Du modèle OHERIC de démarche vers la construction d'une véritable pensée scientifique

Eléments de réflexions sur la démarche oheric

  • OHERIC attention

    OHERIC - un modèle de démarche stéréotypé dont-il faut s'affranchir

    Le modèle OHERIC, qu’on a souvent associé aux travaux de Claude Bernard, a fortement influencé l’enseignement des sciences pendant des dizaines d’années. Cette manière de considérer la «démarche scientifique » suppose que l’observation (O) neutre des phénomènes conduit à la formulation d’hypothèses (H) qui, elles, débouchent sur une expérimentation (E) visant à les infirmer ou à les confirmer. L’interprétation (I) des résultats (R) obtenus par l’expérimentation permet de tirer des conclusions (C) au regard des hypothèses de départ. Ce modèle a été fortement critiqué pour de nombreuses raisons : il réduit la démarche à un seul modèle stéréotypé, il laisse croire que l’observation des phénomènes est neutre et, d’une manière générale, il ne reflète pas le processus de production des savoirs dans le domaine des sciences.

     

    Des auteurs ont suggéré des adaptations de ce modèle pour répondre aux critiques précédentes (Hasni et Samson, 2007, 2008). Par exemple, Clément (1998) a proposé en 1992 d’utiliser le THEORIC pour souligner le rôle des théories scientifiques (T) dans la formulation des hypothèses (H) qui précèdent l’expérimentation (E) et l’observation (O). Le modèle OPHERIC a également été suggéré pour souligner la place importante à accorder à la construction du problème (P) comme préalable à la formulation des hypothèses (H). Les auteurs qui ont proposé le modèle DiPHTeRIC souhaitaient rappeler l’importance des données initiales (Di) dans la construction du problème (P) et souligner la mise en place d’une démarche permettant de tester (Te) l’hypothèse.

     

    Les définitions qui ont accompagné la mise en place des DIS dans les récentes réformes ne connaissent pas non plus de consensus.
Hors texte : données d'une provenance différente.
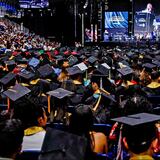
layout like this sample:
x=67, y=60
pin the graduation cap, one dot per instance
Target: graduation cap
x=104, y=69
x=10, y=63
x=15, y=93
x=157, y=63
x=72, y=60
x=82, y=66
x=139, y=130
x=66, y=146
x=59, y=93
x=149, y=67
x=125, y=71
x=7, y=78
x=21, y=60
x=34, y=62
x=92, y=59
x=74, y=70
x=137, y=119
x=26, y=74
x=45, y=70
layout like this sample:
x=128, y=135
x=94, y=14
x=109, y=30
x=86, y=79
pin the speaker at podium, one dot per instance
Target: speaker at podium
x=144, y=22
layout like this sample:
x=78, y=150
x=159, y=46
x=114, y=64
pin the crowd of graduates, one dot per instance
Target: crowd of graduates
x=44, y=82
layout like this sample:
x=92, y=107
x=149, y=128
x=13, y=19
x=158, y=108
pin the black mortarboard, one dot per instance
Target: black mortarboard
x=157, y=63
x=26, y=74
x=4, y=58
x=149, y=67
x=82, y=66
x=60, y=93
x=125, y=71
x=157, y=57
x=34, y=62
x=74, y=70
x=137, y=119
x=21, y=60
x=66, y=145
x=92, y=59
x=45, y=70
x=103, y=69
x=16, y=92
x=7, y=78
x=8, y=52
x=72, y=60
x=10, y=63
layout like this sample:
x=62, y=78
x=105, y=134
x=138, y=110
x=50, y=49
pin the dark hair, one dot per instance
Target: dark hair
x=81, y=120
x=27, y=112
x=139, y=138
x=11, y=137
x=154, y=75
x=136, y=104
x=81, y=123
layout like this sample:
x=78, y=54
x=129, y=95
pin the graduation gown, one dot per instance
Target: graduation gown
x=153, y=89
Par exemple, Cariou (2015), en comparant diverses définitions proposées dans des publications francophones et anglophones, montre qu’il n’y a pas d’accord sur le nombre et la nature des attributs utilisés pour définir les DIS. Cette analyse lui a permis de regrouper les attributs 23 proposés par ces définitions en huit catégories de critères : 1) interrogations (ex. : formuler un problème ; élaborer des questions); 2) conception et planification de recherches (rechercher des hypothèses; concevoir des expériences); 3) autres tâches conceptuelles (ex. : argumenter; discuter des hypothèses); 4) débats, argumentation, communication, interactions sociales (ex. : critiquer des expériences; s’exprimer sur la validité); 5) réalisations et productions (ex. : chercher des informations; collecter des données); 6) acquisitions (ex. : expliquer les savoirs); 7) implication et responsabilisation (ex. : autonomie ; responsabilisation); 8) accès à la culture scientifique.

     

    C’est le fait de réduire les démarches d’investigation scientifique à un nombre limité d’attributs et de les présenter aux élèves comme une procédure stéréotypée à appliquer de manière linéaire et répétitive à tous les types de problèmes scientifiques qui constitue une dérive. En procédant ainsi, on perd l’esprit des démarches d’investigation scientifique aux dépens de l’exécution technique de certaines tâches. Les mises en garde qu’on peut lire dans les programmes scolaires des différents systèmes éducatifs à cet égard ne peuvent suffire pour prévenir les dérives qui accompagnent le recours à des attributs (étapes) pour définir les démarches d’investigation scientifique. Pourtant, il n’est pas rare de voir les ressources didactiques (dont certains manuels), par exemple, continuer à présenter aux élèves les démarches d’investigation scientifique en faisant appel à un modèle unique, composé d’une série d’étapes à suivre pour étudier le problème fourni. Dans plusieurs cas, les étapes sont déjà écrites dans le cahier des élèves et ces derniers n’ont qu’à remplir les espaces disponibles. En procédant ainsi, les élèves apprennent davantage certaines habiletés nécessaires à la réussite des démarches d’investigation scientifique (ce qui est déjà une «bonne » chose par rapport à un enseignement qui présente les sciences comme un corpus de vérités à apprendre par coeur) et non pas l’esprit de celles-ci : le développement de la pensée scientifique.

     

    Construire une véritable pensée scientifique

    Afin de s'affranchir du modèle OHERIC, il convient de penser les démarches d’investigation scientifique en termes de posture (une pensée scientifique) et non pas en termes de procédure. Il est intéressant de penser les démarches d'investigation à partir de leurs fonctions en sciences et des principales questions auxquelles elles permettent de répondre.

     

    Au départ de toute démarche d’investigation scientifique : un problème scientifique à construire à partir d'une situation problématisante qui s'appuie sur des savoirs conceptuels préalables. Ce problème scientifique construit implique la mise en oeuvre d'une stratégie de résolution impliquant une diversité de processus de recherche et/ou de validation des faits correspondant à une variété de démarches d’investigation scientifique : L’expérimentation - L’observation sans expérimentation - Autres modalités de recueil des faits : corrélation de données, modélisation, enquête.

     

    Dans toute démarche d'investigation scientifique, l’appropriation des concepts scientifiques renvoie plutôt à une construction de sens, dans un processus dynamique qui met en relation le monde des objets et des phénomènes (établissement des faits scientifiques), d’une part, et l’élaboration théorique (production d’une compréhension scientifique et élaboration conceptuelle), d’autre part (Martinand, 1994).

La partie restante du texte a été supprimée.